Not sure if this gets you were you’re hoping to go, but perhaps another brick in the Yellow Brick Road, or Another Brick in the Wall (pick your pop metaphor).
Susan
Chris Lysy
This is fantastic Susan, thank you 🙂
Agree or disagree with the standard, I’m happier to see someone own it than not. I wish it was owned or sourced every time the term was used, but alas.
The origins are most certainly unclear. While I think it could plausibly be related to Harry Gold’s Standard, I don’t think people really started to use the term the way we use it now until the 80s. I think it took a little while after the actual “Gold Standard” was taken away in 71 before it saw broader use. My guess is that’s when it started, and likely in the field of medicine.
But I haven’t done enough research or found a true origin. When it comes down to it, RCTs are based on the creation of standards. Who knows, it could have started because of a simple word association.
Lance
I believe you are looking a little too narrowly at this notion that the phrase “gold standard” and RCT are uniquely related. The descriptor “a gold standard” comes from our use of the metal gold as the standard for backing the value of currency. Most of the world was on one version of another of “the Gold Standard” for centuries and it has widely come to mean the highest standard for a thing. Enter “the gold standard for” into Google and the autofill will give you the gold standard for many things. RCT is the most rigorous form of social science design simply because it is the only design that eliminates unobservable characteristics that could influence the results of a study. There’s nothing magic about it. Tom Cook and others have shown that there are possible designs that can replicate RCT results without randomization, but they are generally more complex than randomizing. Observation is surely a powerful tool for understanding why something works or doesn’t, but not a great tool for assessing whether it works because we aren’t very good at controlling out confounders via observation. When a social intervention appears effective and we move it elsewhere, scale it up, wait 5 years, etc, they typically aren’t as effective the 2nd time. They can’t be replicated because we failed to identify characteristics in the initial program that were contributing to the success. Randomization helps enormously to solve that problem. Ignore the hype on all sides. Its just a tool.
Chris Lysy
I am intentionally looking at it narrowly. I believe the RCT is specifically tied to the Gold Standard Rhetoric. It’s a global meme and something that Tom Cook’s referred to as rhetoric. It leads to a hierarchical classification that pushes the method even when its use would be inappropriate.

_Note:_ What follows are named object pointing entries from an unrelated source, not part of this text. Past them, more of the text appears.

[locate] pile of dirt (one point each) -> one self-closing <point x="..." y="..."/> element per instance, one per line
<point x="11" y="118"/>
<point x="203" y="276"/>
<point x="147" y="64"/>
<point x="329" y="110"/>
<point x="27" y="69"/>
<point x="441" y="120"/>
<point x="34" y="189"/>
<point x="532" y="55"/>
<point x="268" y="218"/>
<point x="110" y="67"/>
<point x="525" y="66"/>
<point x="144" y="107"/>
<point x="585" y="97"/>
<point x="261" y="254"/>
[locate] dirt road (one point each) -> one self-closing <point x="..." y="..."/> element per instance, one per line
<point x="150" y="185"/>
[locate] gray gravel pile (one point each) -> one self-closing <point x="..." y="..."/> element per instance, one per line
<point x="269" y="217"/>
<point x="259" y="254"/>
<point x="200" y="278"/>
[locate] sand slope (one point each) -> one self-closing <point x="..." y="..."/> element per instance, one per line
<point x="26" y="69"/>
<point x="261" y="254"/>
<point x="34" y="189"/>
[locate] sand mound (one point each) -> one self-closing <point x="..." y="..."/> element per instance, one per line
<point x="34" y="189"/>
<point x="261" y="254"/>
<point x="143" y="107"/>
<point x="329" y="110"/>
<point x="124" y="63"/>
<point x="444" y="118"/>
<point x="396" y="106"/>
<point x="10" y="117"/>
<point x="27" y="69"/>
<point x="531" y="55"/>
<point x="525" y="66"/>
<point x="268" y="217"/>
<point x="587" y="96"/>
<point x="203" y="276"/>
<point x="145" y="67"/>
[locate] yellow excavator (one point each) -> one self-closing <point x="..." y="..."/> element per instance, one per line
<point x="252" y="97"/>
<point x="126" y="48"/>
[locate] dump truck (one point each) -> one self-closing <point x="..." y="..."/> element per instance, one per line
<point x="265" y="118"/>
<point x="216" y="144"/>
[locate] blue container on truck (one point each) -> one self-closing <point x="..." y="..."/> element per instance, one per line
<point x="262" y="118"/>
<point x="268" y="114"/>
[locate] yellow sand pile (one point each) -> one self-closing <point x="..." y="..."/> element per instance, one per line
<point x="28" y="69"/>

I think we make a whole bunch of assumptions when talking about the merit of RCTs as the “Gold Standard.” Here’s the thing, whenever an expert methods person looks at it they say that RCTs are really useful in certain situations. But they pretty much always say something like, they are not the only valid method and are not always the most appropriate.
I’m with you, it’s just a tool and it has its uses. But it’s a tool that sits on a global pedestal, put there by un-sourced rhetoric and not by any method we would support as evaluators.
meltee
Lance says “RCT is the most rigorous form of social science design simply because it is the only design that eliminates unobservable characteristics that could influence the results of a study. ” But RCT does not eliminate unobservables. Those using RCT hope that by being “random enough” in assigning a sufficient number of subjects to two or more different groups the “unobservables” will somehow be equally enough distributed among the groups so as to render any possible differential effect on outcomes caused by those unobservables to be unlikely.